The artwork on this note card was created by 5768 WRJ Art Calendar artist Césan d’Ornellas Levine.
Mar. 10, 2011
Providing a bag of nutritious weekend meals to hungry youth in need.
Community Contact Information:
Congregation Mickve Israel
Backpack Buddies provides a bag of nutritious weekend meals to hungry youth in need. Each week, synagogue volunteers donate, pack and distribute six meals worth of food for 100 local school children. The synagogue has also organized a used book fair, tutoring lessons and summer camp scholarships for the students.
To reach the goals listed above, the congregation implemented a Backpack Buddies program, as modeled by a local hunger relief organization. Once the program proved successful, it was expanded to serve a greater number of students by providing a book fair, camp scholarships and, in general, deepening the relationship between the synagogue and school.
The process included: selecting an inner-city school, identifying the number of children to be served; developing written procedures such as collecting food items, packing and delivering the backpacks, obtaining signed releases from parents or guardians, developing a budget; developing a fundraising program; developing a public relations plan; developing an implementation timetable; securing the congregation’s board support; meeting with school officials; and identifying a locked space to store the food.
The program was launched in November 2008 to serve 25 students at a local elementary school. Congregants bring in food while volunteers take inventory and purchase additional food when necessary. Each Thursday, volunteers select and pack a weekend’s worth of food (six meals) in plastic shopping bags and deliver them to the schools. The schools place the packed food in donated, numbered backpacks, which are then distributed to the designated children every Friday afternoon. The children return the empty backpacks on Monday so they can receive food the following week.
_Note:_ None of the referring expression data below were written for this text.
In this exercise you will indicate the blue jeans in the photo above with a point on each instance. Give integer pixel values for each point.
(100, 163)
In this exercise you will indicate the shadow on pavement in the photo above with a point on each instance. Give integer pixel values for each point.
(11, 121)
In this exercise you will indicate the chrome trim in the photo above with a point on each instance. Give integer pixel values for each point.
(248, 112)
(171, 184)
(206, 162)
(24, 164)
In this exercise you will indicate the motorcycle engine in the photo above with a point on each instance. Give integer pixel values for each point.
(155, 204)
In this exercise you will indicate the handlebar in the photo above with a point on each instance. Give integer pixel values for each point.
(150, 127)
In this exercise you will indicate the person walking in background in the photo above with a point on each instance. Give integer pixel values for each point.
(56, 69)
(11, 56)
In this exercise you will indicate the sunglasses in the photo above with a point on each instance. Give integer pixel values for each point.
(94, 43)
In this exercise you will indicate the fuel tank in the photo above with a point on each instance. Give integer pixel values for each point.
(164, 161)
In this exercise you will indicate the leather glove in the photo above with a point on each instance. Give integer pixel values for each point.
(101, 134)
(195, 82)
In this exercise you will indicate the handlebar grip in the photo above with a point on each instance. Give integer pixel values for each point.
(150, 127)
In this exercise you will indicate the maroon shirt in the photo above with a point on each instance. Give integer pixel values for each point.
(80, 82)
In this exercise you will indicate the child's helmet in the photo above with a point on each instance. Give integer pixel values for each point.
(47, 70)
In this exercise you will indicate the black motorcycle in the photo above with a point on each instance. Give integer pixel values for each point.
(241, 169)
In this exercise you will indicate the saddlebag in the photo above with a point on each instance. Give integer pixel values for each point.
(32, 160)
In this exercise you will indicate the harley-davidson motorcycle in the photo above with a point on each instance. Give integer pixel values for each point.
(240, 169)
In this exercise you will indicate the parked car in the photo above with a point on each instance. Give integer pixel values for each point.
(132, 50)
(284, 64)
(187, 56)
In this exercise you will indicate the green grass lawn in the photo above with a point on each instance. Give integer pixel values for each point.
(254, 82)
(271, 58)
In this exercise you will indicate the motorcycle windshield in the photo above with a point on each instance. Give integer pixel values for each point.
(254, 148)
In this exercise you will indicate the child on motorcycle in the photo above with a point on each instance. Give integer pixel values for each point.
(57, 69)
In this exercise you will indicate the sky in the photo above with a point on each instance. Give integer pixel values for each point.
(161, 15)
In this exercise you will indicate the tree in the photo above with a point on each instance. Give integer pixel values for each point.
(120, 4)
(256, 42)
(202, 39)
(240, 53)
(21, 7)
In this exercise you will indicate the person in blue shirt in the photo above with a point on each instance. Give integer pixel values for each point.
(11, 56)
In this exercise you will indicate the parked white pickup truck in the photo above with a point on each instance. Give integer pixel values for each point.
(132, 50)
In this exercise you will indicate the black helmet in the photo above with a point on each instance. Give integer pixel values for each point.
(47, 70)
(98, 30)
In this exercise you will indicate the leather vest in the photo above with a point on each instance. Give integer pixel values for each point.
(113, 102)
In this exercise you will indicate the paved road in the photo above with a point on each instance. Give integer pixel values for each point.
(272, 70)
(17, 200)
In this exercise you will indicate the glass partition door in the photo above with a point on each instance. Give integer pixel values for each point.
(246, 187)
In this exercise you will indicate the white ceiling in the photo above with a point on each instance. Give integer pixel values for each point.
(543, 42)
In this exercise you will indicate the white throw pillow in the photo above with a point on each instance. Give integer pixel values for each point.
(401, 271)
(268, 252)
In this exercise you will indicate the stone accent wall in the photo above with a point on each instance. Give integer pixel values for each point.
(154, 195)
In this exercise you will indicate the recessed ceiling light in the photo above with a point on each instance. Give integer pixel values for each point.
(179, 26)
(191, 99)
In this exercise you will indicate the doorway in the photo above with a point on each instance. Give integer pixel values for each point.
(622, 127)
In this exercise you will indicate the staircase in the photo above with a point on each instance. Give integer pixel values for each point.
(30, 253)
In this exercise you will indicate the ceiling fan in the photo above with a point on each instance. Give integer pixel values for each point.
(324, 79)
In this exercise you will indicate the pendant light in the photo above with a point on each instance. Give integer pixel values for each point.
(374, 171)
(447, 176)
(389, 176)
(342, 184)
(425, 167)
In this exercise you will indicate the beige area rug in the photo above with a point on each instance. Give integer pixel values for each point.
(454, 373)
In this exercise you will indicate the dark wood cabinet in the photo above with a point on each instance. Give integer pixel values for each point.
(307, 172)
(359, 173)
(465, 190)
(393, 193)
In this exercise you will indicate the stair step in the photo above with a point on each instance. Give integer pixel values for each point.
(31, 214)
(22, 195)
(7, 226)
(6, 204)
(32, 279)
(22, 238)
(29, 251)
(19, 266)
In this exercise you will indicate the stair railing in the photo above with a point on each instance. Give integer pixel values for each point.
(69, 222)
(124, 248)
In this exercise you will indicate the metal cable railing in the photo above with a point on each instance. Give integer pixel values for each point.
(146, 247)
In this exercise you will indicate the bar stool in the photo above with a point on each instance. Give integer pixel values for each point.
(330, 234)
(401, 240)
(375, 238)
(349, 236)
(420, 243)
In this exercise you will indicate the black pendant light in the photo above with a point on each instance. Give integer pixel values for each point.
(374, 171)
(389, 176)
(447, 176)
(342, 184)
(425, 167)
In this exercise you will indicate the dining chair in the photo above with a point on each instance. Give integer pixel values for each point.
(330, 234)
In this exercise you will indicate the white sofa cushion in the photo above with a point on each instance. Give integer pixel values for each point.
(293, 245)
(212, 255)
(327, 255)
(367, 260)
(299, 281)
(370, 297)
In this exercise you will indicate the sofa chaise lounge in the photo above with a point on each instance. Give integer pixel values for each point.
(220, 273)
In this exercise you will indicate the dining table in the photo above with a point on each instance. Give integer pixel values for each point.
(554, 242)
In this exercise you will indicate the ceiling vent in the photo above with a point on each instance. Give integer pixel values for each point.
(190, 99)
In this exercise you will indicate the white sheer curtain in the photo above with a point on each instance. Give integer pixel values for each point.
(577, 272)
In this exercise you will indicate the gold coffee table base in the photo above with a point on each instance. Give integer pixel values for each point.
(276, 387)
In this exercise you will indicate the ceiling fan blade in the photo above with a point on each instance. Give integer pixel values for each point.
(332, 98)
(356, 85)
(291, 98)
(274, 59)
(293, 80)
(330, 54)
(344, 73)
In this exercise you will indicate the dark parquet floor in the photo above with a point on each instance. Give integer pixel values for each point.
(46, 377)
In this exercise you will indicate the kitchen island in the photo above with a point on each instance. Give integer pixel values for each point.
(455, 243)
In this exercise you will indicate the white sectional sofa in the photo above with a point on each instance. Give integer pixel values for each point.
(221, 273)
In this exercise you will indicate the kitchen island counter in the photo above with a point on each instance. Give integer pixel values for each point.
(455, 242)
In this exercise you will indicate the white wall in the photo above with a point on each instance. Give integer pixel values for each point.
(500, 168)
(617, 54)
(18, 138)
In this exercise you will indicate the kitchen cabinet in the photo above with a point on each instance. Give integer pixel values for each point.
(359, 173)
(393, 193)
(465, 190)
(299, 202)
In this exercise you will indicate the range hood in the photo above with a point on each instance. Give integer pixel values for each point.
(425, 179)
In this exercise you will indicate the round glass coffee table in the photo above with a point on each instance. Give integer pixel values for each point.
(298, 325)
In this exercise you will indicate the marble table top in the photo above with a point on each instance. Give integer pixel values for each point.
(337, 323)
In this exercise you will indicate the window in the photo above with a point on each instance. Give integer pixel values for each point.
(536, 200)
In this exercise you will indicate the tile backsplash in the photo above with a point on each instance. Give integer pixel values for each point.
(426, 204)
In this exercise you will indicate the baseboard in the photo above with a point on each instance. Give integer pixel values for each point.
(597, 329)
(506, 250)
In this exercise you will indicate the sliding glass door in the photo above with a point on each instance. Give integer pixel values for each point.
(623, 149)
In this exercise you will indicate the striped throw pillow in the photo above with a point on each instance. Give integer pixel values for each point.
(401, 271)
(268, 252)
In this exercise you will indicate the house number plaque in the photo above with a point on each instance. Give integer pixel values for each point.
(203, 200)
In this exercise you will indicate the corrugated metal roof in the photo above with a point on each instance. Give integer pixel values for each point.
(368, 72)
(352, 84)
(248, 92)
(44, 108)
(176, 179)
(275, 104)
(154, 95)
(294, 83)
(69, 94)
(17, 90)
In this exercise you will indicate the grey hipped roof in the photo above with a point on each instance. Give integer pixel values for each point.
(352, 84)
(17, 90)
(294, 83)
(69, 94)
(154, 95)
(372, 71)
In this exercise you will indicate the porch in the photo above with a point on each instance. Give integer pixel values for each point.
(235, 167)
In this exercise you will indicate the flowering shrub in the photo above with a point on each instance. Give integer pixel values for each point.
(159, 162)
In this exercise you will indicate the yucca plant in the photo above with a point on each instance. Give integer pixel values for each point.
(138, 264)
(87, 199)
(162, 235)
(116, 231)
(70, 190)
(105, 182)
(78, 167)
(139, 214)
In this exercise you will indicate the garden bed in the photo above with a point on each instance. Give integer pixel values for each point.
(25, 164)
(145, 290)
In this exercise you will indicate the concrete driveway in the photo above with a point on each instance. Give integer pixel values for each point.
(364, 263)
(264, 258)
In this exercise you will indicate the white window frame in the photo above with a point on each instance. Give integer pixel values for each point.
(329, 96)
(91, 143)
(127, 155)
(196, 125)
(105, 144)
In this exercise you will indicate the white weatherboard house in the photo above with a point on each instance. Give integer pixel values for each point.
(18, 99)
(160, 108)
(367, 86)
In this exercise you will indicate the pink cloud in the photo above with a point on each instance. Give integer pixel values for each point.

To underscore the importance of the project in teaching and modeling Jewish values, the congregation also sets aside time during religious school for students and parents to pack foods for the needy children. After packing the bags, the synagogue’s religious school students said prayers of thanksgiving in their own words and put personal notes in the backpacks.
In 2009, the Backpack Buddies program expanded; by the end of the year, 58 children were receiving backpacks. And by 2010, the program served 100 students each at three different schools. The program also expanded beyond its initial focus on providing food: Congregants began tutoring students in mathematics and reading skills. They hosted a “gently used” children’s book fair, which was first held in the spring of 2009 with almost 3,000 books. Every student received one free book and was permitted to buy four more at $.25 each. The remaining books were used by teachers for classroom libraries, and proceeds from the book sales were given to the school to obtain additional needed supplies for the students. In another expansion of the program, the congregation raised money to provide full scholarships for ten students to attend a summer learning camp.
Congregation Mickve Israel has assisted six other congregations, both Jewish and Christian, to begin Backpack Buddies programs of their own. Congregation Mickve Israel’s Backpack Buddies efforts, combined with those of other congregations, now reach nine inner city public schools in Savannah and serve several hundred. The goal is to secure the participation of enough houses of worship to serve all elementary schools in the city.
The teachers report a positive change in student performance of the children involved in the Backpack Buddies program, not only on Mondays but also throughout the week. It has helped show the parents that the school cares about their children’s needs. The congregation receives thank you notes and artwork from children throughout the year.
Within the congregation, the Backpack Buddies program has promoted a deeper awareness of the needs of underprivileged children in Savannah. Many congregants mention the program when talking to others about the synagogue, and the effort has become an integral part of the religious school curriculum.